Our study aimed to use an automated imaging system and crop modeling to measure the impact of soaking lettuce seeds in a solution containing NaCl and GA3 on seed germination and seedling canopy size. The hypothesis speculated that lettuce seeds subjected to salt stress (NaCl) would experience reduced germination. Furthermore, introducing an exogenous GA3 solution to salt-stressed seeds was anticipated to enhance germination and seedling canopy size, with superior outcomes expected at higher concentrations of GA3 as detected by our imaging system.
2. Materials and Methods
2.1. Location and Environmental Conditions
The research took place at the University of Georgia (College of Agricultural and Environmental Sciences, Department of Horticulture, Controlled Environment Agriculture lab) in Athens, GA, USA (latitude 33°57′26.676″ N, longitude 83°22′36.48″ W). Plants were cultivated in a large walk-in growth chamber. The environmental conditions of the experiment were as follows: temperature 25 °C, relative humidity 70%, vapor pressure deficit 0.91 kPa, carbon dioxide 800 mg/L, and light intensity 250 µmol·m2·s−1. The chamber provided a 16 h light cycle or photoperiod from 12 a.m. to 4 p.m., equating to a daily light integral of 14.4 mol·m−2·d−1. Daily watering was carried out with a 10N-2.2P-12.4K nutrient solution containing 100 mg/L nitrogen (15-5-15 Ca-Mg Professional LX; J.R. Peters, Allentown, PA, USA) through an automated ebb-and-flow subirrigation system that ran for 5 min daily.
2.2. Seed Treatments
We selected two green-colored lettuce cultivars, ‘Bauer’ and ‘Muir’ (Jonny’s Selected Seeds, Winslow, ME, USA). Most of the experimental procedure was adopted from [13]. For solutions, we used sodium chloride (NaCl granular; Thermo Fisher Scientific, Waltham, MA, USA) and GA3 powder with 90% purity (Gibberellic Acid 90%; Power Grown, Rocklin, CA, USA). The salt solution was prepared by dissolving NaCl in distilled water to make 100 mM (~5844 mg/L). We dissolved GA3 powder first in 2 mL of 70% ethanol (GA3 powder dissolved better in alcohol) and then added distilled water to make 1000 mL. Care was taken to prevent GA3 exposure to sunlight. Four treatment (T) solutions were made: T1 (distilled water or dH2O), T2 (100 mM NaCl), T3 (100 mM NaCl + 50 mg/L GA3), and T4 (100 mM NaCl + 150 mg/L GA3) (Figure 1). Filter papers were wetted with 2 mL of each solution, and the extra solution was removed.

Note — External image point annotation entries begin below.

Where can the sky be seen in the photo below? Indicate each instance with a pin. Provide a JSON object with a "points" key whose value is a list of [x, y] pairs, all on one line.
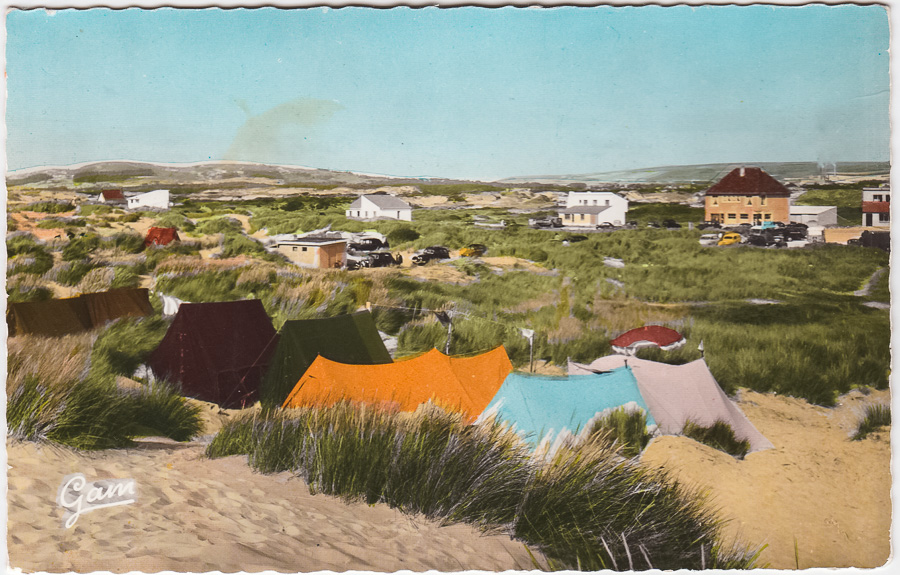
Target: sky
{"points": [[471, 93]]}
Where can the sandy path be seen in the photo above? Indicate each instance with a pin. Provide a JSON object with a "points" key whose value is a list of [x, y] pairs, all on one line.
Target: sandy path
{"points": [[194, 514], [831, 493]]}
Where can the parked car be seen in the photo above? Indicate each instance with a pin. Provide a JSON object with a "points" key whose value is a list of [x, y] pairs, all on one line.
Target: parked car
{"points": [[709, 239], [729, 239], [473, 250], [424, 256], [545, 222], [368, 245]]}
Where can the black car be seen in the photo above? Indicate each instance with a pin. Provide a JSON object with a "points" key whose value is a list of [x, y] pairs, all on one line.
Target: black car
{"points": [[709, 225], [431, 253], [368, 245], [383, 259]]}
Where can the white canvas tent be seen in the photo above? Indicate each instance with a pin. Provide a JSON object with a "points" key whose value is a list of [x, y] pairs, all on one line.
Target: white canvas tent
{"points": [[676, 393]]}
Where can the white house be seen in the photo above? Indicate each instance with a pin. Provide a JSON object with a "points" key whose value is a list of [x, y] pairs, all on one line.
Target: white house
{"points": [[588, 209], [814, 215], [379, 206], [877, 206], [155, 199]]}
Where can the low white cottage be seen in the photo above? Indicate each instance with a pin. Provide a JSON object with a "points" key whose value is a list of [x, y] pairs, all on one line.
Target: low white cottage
{"points": [[379, 207], [155, 199]]}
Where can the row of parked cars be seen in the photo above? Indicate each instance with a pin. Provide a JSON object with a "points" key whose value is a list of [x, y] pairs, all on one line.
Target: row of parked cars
{"points": [[366, 255], [766, 235]]}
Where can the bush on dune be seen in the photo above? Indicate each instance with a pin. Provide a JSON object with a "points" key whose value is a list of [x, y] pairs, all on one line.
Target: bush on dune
{"points": [[586, 508]]}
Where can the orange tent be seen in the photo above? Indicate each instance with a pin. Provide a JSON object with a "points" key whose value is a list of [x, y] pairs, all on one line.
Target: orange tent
{"points": [[465, 385]]}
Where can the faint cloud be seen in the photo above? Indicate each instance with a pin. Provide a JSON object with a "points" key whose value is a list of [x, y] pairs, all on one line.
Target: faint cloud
{"points": [[281, 134]]}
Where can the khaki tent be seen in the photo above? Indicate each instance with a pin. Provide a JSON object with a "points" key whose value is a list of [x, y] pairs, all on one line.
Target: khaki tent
{"points": [[465, 385], [676, 393], [349, 339], [58, 317]]}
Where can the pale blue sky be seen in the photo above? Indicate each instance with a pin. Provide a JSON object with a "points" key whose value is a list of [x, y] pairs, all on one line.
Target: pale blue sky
{"points": [[467, 93]]}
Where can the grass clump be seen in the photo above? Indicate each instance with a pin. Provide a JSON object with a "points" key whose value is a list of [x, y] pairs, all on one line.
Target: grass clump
{"points": [[718, 436], [586, 508], [875, 416], [627, 428]]}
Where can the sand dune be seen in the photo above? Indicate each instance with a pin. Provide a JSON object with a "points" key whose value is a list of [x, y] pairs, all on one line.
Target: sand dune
{"points": [[194, 514], [832, 494]]}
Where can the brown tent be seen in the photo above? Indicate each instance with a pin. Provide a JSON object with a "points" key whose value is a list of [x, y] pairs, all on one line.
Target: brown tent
{"points": [[217, 351], [109, 305], [57, 317]]}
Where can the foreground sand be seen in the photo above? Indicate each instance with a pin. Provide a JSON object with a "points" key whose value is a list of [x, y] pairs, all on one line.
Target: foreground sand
{"points": [[832, 494], [194, 514]]}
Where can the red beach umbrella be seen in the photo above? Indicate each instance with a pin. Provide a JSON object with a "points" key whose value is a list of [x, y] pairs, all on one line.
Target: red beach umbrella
{"points": [[648, 336]]}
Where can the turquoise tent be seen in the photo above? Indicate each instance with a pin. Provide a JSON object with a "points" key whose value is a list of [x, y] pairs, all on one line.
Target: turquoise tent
{"points": [[541, 407]]}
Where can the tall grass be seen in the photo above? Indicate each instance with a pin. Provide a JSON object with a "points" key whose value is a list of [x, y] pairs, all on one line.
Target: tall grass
{"points": [[875, 416], [719, 436], [586, 508], [627, 428]]}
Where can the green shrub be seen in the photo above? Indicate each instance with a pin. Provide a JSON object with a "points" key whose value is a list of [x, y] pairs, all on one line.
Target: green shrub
{"points": [[402, 235], [161, 410], [875, 416], [125, 277], [73, 273], [627, 428], [718, 436], [50, 207], [585, 508], [126, 344]]}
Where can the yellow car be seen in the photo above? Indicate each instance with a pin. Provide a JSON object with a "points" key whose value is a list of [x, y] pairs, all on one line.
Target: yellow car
{"points": [[729, 239], [473, 251]]}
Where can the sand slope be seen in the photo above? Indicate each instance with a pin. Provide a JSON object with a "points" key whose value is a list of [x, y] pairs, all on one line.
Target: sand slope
{"points": [[831, 493], [194, 514]]}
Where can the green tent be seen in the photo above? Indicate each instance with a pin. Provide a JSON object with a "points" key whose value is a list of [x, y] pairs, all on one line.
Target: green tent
{"points": [[349, 339]]}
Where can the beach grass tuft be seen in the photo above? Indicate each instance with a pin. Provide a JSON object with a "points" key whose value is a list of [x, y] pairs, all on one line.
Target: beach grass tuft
{"points": [[875, 416], [585, 508], [719, 436]]}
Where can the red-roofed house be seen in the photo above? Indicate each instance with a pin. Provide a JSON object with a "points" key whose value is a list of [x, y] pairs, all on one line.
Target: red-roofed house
{"points": [[111, 197], [160, 237], [877, 207], [748, 196]]}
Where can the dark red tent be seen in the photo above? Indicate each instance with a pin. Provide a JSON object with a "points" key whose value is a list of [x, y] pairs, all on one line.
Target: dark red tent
{"points": [[160, 237], [218, 352], [647, 336]]}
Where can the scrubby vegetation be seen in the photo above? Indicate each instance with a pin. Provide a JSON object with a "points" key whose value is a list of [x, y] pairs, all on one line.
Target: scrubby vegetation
{"points": [[585, 508], [719, 436], [626, 428], [874, 417]]}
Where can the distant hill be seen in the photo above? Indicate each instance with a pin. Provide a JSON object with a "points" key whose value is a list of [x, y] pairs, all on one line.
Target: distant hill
{"points": [[709, 173], [139, 175]]}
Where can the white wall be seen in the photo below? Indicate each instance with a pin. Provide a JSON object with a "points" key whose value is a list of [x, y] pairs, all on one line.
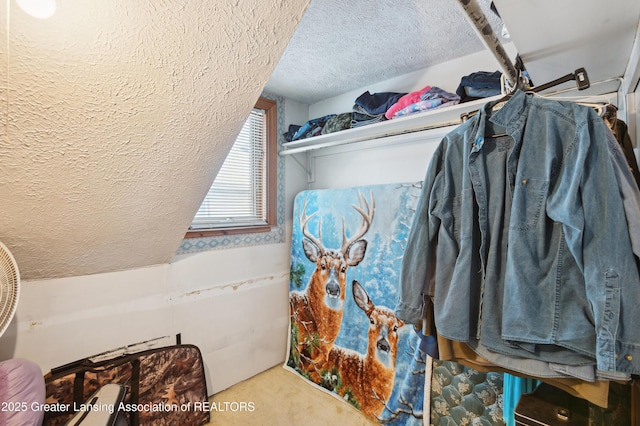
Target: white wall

We carefully placed seeds on the wetted filter papers and covered the Petri dish. Each treatment was repeated twice with 15 seeds per Petri dish. The Petri dishes were placed at once in a growth chamber (CMP3244; Conviron-Controlled Environments Limited, Winnipeg, MB, Canada) and kept in the dark for 24 h at 25 °C.

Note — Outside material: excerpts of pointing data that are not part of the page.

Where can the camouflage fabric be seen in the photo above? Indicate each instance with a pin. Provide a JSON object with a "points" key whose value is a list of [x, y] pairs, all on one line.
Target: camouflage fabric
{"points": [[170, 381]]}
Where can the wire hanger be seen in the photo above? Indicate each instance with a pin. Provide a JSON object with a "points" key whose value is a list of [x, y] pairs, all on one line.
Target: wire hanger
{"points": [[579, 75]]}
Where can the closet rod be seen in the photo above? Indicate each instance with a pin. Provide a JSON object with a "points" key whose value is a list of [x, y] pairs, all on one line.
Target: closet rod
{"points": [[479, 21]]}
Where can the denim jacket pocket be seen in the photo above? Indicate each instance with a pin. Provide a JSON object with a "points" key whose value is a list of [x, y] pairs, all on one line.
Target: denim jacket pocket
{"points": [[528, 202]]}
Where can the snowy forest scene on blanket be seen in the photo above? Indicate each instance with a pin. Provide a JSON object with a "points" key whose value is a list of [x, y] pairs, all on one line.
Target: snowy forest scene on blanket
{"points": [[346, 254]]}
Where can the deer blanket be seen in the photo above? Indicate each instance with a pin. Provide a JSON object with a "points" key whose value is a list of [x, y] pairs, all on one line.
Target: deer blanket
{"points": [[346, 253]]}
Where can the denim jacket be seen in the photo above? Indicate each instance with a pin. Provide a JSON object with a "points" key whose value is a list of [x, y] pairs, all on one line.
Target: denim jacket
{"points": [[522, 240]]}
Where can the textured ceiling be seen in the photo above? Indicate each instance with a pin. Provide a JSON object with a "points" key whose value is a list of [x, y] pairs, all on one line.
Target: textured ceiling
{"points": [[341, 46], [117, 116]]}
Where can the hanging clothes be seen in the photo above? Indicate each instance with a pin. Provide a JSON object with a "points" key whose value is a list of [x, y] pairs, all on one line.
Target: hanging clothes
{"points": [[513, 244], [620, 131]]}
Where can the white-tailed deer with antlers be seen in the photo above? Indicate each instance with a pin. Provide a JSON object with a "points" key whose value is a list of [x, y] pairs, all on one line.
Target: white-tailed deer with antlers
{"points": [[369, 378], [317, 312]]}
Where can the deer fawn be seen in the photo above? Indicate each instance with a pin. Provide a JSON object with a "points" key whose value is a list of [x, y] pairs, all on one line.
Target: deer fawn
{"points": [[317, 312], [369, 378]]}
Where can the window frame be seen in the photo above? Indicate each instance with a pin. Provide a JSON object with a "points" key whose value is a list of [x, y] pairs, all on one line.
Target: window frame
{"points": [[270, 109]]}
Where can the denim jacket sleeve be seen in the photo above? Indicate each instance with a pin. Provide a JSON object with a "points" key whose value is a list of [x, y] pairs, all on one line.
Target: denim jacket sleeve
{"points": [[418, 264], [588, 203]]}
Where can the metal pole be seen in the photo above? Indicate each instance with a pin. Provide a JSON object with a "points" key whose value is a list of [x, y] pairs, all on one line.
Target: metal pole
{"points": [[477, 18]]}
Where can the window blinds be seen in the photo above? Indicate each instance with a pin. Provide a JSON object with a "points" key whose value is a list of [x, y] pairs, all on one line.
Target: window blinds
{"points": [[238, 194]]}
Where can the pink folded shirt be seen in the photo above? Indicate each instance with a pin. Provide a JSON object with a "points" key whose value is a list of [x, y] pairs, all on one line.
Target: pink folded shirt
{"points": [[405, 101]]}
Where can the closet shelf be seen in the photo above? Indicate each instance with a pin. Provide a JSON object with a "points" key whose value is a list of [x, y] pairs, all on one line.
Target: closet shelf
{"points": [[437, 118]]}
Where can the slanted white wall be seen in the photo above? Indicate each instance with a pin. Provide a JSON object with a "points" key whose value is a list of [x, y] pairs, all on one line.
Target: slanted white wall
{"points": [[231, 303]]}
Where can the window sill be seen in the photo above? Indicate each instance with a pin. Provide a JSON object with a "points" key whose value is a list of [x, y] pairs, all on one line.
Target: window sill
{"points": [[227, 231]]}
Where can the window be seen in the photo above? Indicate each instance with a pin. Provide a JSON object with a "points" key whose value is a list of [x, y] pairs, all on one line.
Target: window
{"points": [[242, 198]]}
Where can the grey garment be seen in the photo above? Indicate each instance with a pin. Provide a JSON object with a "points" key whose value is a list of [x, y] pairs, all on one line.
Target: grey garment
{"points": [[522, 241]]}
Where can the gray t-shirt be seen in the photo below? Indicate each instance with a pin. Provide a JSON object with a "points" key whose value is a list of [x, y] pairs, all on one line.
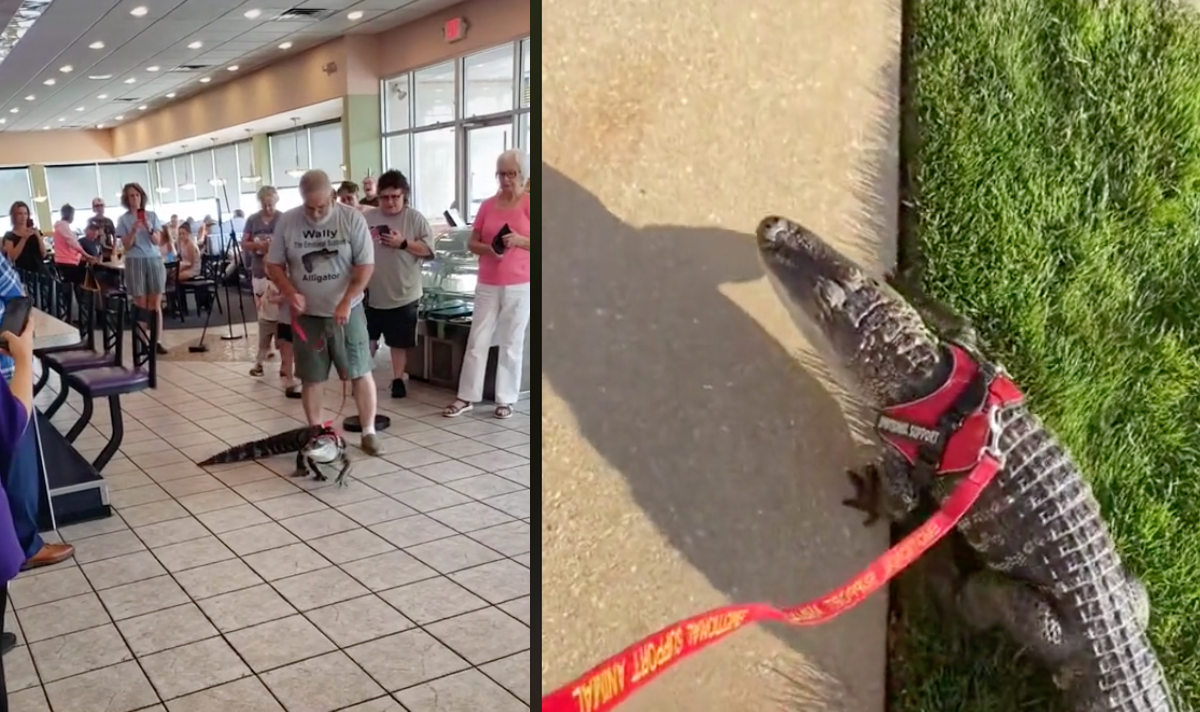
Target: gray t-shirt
{"points": [[258, 229], [396, 280], [319, 257]]}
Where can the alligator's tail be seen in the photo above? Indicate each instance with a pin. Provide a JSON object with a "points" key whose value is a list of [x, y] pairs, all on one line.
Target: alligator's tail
{"points": [[276, 444]]}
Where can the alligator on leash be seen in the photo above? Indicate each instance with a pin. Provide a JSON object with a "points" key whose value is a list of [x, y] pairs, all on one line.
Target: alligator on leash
{"points": [[1051, 576], [316, 447]]}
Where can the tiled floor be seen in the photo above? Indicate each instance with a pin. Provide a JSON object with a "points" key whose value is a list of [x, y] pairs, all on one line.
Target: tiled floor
{"points": [[238, 588]]}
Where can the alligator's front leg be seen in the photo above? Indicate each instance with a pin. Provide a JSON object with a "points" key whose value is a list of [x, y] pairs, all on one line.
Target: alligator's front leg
{"points": [[883, 489]]}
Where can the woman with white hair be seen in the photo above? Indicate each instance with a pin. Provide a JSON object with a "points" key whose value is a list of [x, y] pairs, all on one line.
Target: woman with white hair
{"points": [[501, 239]]}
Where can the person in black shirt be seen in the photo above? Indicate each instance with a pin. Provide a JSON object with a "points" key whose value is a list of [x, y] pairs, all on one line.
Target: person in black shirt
{"points": [[23, 245]]}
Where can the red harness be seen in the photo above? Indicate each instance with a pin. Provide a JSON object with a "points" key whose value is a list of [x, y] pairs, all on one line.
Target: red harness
{"points": [[948, 429]]}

2.3. Experimental Setup, Image Acquisition, and Image Analysis
After 24 h, the seeds that showed a protruded radicle were sown and grown in a walk-in chamber. We used embedded computers with cameras to collect colored (RGB) images daily from sowing to maturity. Images were analyzed to collect projected canopy size (PCS) and germination rate. The growing conditions, image analysis, and data analysis methods we used were the same as in our previous study [15].
3. Results
3.1. Projected Canopy Size over Time
In both lettuce cultivars, the PCS increased over time in all treatments (Figure 2). No germination was observed until day four, followed by a gradual increase in PCS from day five to seven. Subsequently, both cultivars showed an exponential growth phase, followed by a plateau phase, forming a sigmoidal (S-shaped) growth curve (Figure 2A,B). Although no significant differences were observed amongst treatments in the seedling stage, the pattern remained the same throughout the growth cycle: the best-performing plants continued to be so until the final harvest (28 days after sowing).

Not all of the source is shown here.